The first Zika outbreak started in French Polynesia in October 2013, with cases reported in the Society, Marquesas and Tuamotu Islands on Tahiti, Mo'orea, Raiatea, Tahaa, Bora Bora, Nuku Hiva and Arutua. The outbreak ran concurrently with an outbreak of dengue fever.

In December 2013, an American traveler to Mo'orea was diagnosed with Zika virus infection in New York after an 11-day history of symptoms, becoming the first American tourist to be diagnosed with Zika. A Japanese tourist returning to Japan was also diagnosed with Zika virus infection by the National Institute of Infectious Diseases after visiting Bora Bora, becoming the first imported case of Zika fever in Japan.

 By February 2014, it was estimated that more than 29,000 people with Zika-like symptoms had sought medical care, roughly 11.5% of the population, with 8,503 suspected cases. Of 746 samples tested at the Institut Louis-Malardé in Tahiti by 7 February, 396 (53.1%) were confirmed as containing the Zika virus by RT-PCR. Two further cases of Zika virus infection were imported into Japan, and on 25 February, the Norwegian Institute of Public Health reported that a traveler returning to Norway from Tahiti was confirmed to have a Zika virus infection.

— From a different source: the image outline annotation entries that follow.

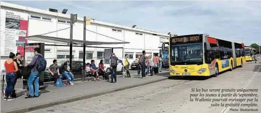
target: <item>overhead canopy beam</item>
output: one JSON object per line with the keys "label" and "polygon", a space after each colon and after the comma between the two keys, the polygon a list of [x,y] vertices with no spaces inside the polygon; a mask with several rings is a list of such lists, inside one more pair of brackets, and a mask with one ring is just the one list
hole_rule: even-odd
{"label": "overhead canopy beam", "polygon": [[[36,41],[42,41],[49,43],[57,43],[60,44],[70,44],[70,39],[67,38],[59,38],[56,37],[43,36],[40,35],[32,35],[30,36],[24,37],[23,39],[33,40]],[[73,39],[73,44],[83,45],[85,43],[88,45],[103,45],[103,44],[118,44],[129,43],[128,42],[102,42],[102,41],[89,41]]]}

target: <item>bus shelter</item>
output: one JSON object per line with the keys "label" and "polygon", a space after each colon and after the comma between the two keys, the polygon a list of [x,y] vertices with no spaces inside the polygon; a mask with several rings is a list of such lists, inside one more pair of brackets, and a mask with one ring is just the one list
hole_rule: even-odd
{"label": "bus shelter", "polygon": [[[43,44],[44,45],[49,45],[49,46],[70,46],[70,52],[72,52],[73,51],[72,47],[71,47],[71,46],[74,46],[74,47],[83,47],[83,70],[82,70],[82,74],[83,74],[83,79],[82,80],[83,81],[85,81],[85,66],[86,63],[85,61],[86,60],[85,57],[86,54],[86,47],[96,47],[96,48],[109,48],[109,49],[105,49],[104,50],[106,51],[104,51],[104,53],[107,53],[107,55],[110,55],[111,54],[112,52],[114,52],[114,50],[117,50],[119,51],[118,49],[122,49],[122,58],[124,58],[124,53],[123,53],[123,47],[100,47],[100,46],[92,46],[91,45],[109,45],[109,44],[125,44],[125,43],[129,43],[129,42],[101,42],[101,41],[84,41],[84,40],[76,40],[76,39],[70,39],[68,38],[59,38],[59,37],[51,37],[51,36],[44,36],[42,35],[32,35],[27,37],[24,37],[22,38],[23,39],[28,40],[32,40],[32,41],[39,41],[39,42],[48,42],[48,43],[56,43],[56,44],[44,44],[44,43],[28,43],[26,44],[25,45],[25,48],[27,48],[27,45],[39,45],[42,46],[39,46],[40,47],[40,49],[43,50],[43,51],[44,52],[44,46],[42,46]],[[72,44],[70,44],[71,43],[72,43]],[[108,49],[111,49],[111,50],[109,50]],[[26,51],[26,50],[24,50],[25,51]],[[106,52],[106,53],[105,53]],[[109,52],[109,54],[108,53]],[[71,54],[70,54],[71,55]],[[118,54],[119,55],[119,54]],[[108,56],[106,56],[105,54],[105,62],[108,62],[108,59],[109,59],[109,57],[108,57]],[[25,58],[24,58],[25,59]],[[70,68],[72,69],[72,57],[70,57],[69,60],[70,62]],[[26,60],[24,59],[24,61],[25,62]],[[42,74],[41,74],[42,75]],[[43,77],[40,77],[41,78],[43,79]]]}

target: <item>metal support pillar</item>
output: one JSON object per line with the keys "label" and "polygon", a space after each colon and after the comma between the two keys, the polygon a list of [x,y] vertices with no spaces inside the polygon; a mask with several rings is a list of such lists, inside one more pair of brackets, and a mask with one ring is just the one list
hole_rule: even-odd
{"label": "metal support pillar", "polygon": [[[83,40],[86,40],[86,17],[84,17],[83,20]],[[86,43],[84,43],[83,44],[83,81],[85,81],[85,58],[86,58],[86,53],[85,53],[85,48],[86,48]]]}
{"label": "metal support pillar", "polygon": [[71,14],[71,29],[70,29],[70,68],[72,70],[73,60],[73,26],[74,24],[74,14]]}

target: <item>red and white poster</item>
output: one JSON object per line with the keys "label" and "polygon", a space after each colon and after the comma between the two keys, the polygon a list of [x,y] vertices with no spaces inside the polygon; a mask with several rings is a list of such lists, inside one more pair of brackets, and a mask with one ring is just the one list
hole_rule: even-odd
{"label": "red and white poster", "polygon": [[[8,56],[10,52],[24,54],[21,43],[27,40],[21,38],[27,36],[28,14],[1,9],[1,56]],[[19,43],[18,44],[17,43]],[[18,45],[20,46],[17,46]]]}

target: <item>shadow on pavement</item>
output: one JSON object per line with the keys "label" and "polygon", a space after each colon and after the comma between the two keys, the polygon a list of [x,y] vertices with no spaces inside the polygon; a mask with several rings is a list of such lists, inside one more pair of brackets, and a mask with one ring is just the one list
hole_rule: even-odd
{"label": "shadow on pavement", "polygon": [[211,77],[204,77],[204,76],[177,76],[177,77],[170,77],[170,80],[206,80]]}
{"label": "shadow on pavement", "polygon": [[[254,67],[254,69],[253,69],[253,72],[255,72],[257,71],[257,69],[258,69],[258,68],[260,67],[261,67],[261,64],[255,65]],[[259,70],[259,71],[257,72],[261,72],[261,69]]]}

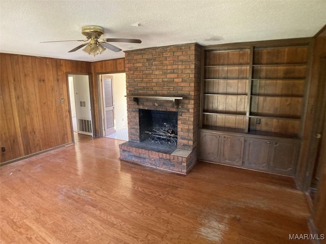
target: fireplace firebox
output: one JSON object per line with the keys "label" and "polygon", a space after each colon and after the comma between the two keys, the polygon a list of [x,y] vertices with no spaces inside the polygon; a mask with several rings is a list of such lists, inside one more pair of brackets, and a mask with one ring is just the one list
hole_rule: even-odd
{"label": "fireplace firebox", "polygon": [[177,149],[178,113],[139,109],[140,141]]}

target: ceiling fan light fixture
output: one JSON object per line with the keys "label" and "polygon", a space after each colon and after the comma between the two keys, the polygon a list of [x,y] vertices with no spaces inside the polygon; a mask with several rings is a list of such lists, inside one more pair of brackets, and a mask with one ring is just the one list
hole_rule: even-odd
{"label": "ceiling fan light fixture", "polygon": [[90,55],[92,55],[94,57],[97,54],[100,54],[105,50],[105,48],[99,44],[97,44],[95,42],[91,42],[89,43],[83,50]]}

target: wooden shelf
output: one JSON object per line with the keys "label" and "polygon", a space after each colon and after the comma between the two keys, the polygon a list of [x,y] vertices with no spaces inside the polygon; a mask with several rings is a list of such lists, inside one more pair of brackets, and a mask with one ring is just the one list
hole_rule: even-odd
{"label": "wooden shelf", "polygon": [[246,116],[246,113],[236,113],[236,112],[228,112],[221,111],[204,111],[203,113],[204,114],[216,114],[218,115],[227,115],[227,116]]}
{"label": "wooden shelf", "polygon": [[[230,46],[222,51],[212,47],[205,49],[203,63],[203,128],[240,131],[228,129],[238,128],[240,133],[257,136],[301,135],[308,46]],[[256,124],[257,118],[261,125]],[[276,123],[269,123],[272,119]]]}
{"label": "wooden shelf", "polygon": [[263,97],[265,98],[303,98],[303,95],[251,95],[253,97]]}
{"label": "wooden shelf", "polygon": [[306,63],[298,63],[297,64],[261,64],[253,65],[253,66],[255,67],[278,67],[286,66],[305,66],[307,65]]}
{"label": "wooden shelf", "polygon": [[267,118],[276,119],[288,119],[293,120],[300,120],[301,117],[300,116],[286,116],[277,115],[275,114],[259,114],[251,113],[249,115],[251,118]]}
{"label": "wooden shelf", "polygon": [[204,80],[248,80],[249,79],[249,78],[214,78],[212,79],[204,79]]}
{"label": "wooden shelf", "polygon": [[249,67],[249,65],[207,65],[204,68],[238,68],[238,67]]}
{"label": "wooden shelf", "polygon": [[224,96],[248,96],[247,94],[233,94],[232,93],[204,93],[203,94],[204,96],[220,96],[220,95],[224,95]]}
{"label": "wooden shelf", "polygon": [[254,78],[252,80],[306,80],[302,78]]}
{"label": "wooden shelf", "polygon": [[258,130],[249,130],[248,134],[257,136],[270,136],[273,137],[282,137],[284,138],[299,139],[298,135],[296,134],[285,134]]}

By March 2014, the outbreak was declining in the majority of the islands, and by October the outbreak had abated. A total of 8,723 suspected cases of Zika virus infection were reported, as well as more than 30,000 estimated clinical visits and medical consultations due to concerns about Zika. The true number of Zika cases was estimated at more than 30,000.

=== New Caledonia ===
Zika spread westwards from French Polynesia to New Caledonia, where imported cases from French Polynesia were reported from November 2013 onwards. The first indigenous case was confirmed in January 2014 by the Pasteur Institute. On 10 February, there were 64 reported cases of Zika in the communities of Greater Nouméa, Dumbéa, and Ouvéa, of which 30 were imported from French Polynesia. By 26 February 2014, there were 140 confirmed cases of Zika in New Caledonia, including 32 imported cases. The outbreak peaked in April, and by 17 September, the number of confirmed cases had gone up to 1,400, of which 35 were imported. During the same time period, there were also outbreaks of chikungunya fever and dengue fever.

=== Cook Islands ===
In February 2014, an outbreak of Zika was reported in the Cook Islands, to the southwest of French Polynesia. In March, an Australian woman was diagnosed with a Zika virus infection by Queensland Health following a recent trip to the Cook Islands, becoming the second reported case of Zika diagnosed in Australia. Nearly 40 other cases of Zika virus infection were imported into New Zealand. By 29 May, the outbreak had ended, with 50 confirmed and 932 suspected cases of Zika virus infection.

=== Easter Island ===
By March 2014, there were one confirmed and 40 suspected cases of Zika virus infection on Easter Island. The Zika virus was suspected to have been carried to the island by a tourist from French Polynesia during the annual Tapati festival, held between January and February. Chilean health authorities decided against issuing an health alert, saying that the outbreak had been contained and was under control, and advised travelers to take precautions against mosquito bites. By the end of the year, 173 cases of Zika had been reported, but all of the cases were described as "mild".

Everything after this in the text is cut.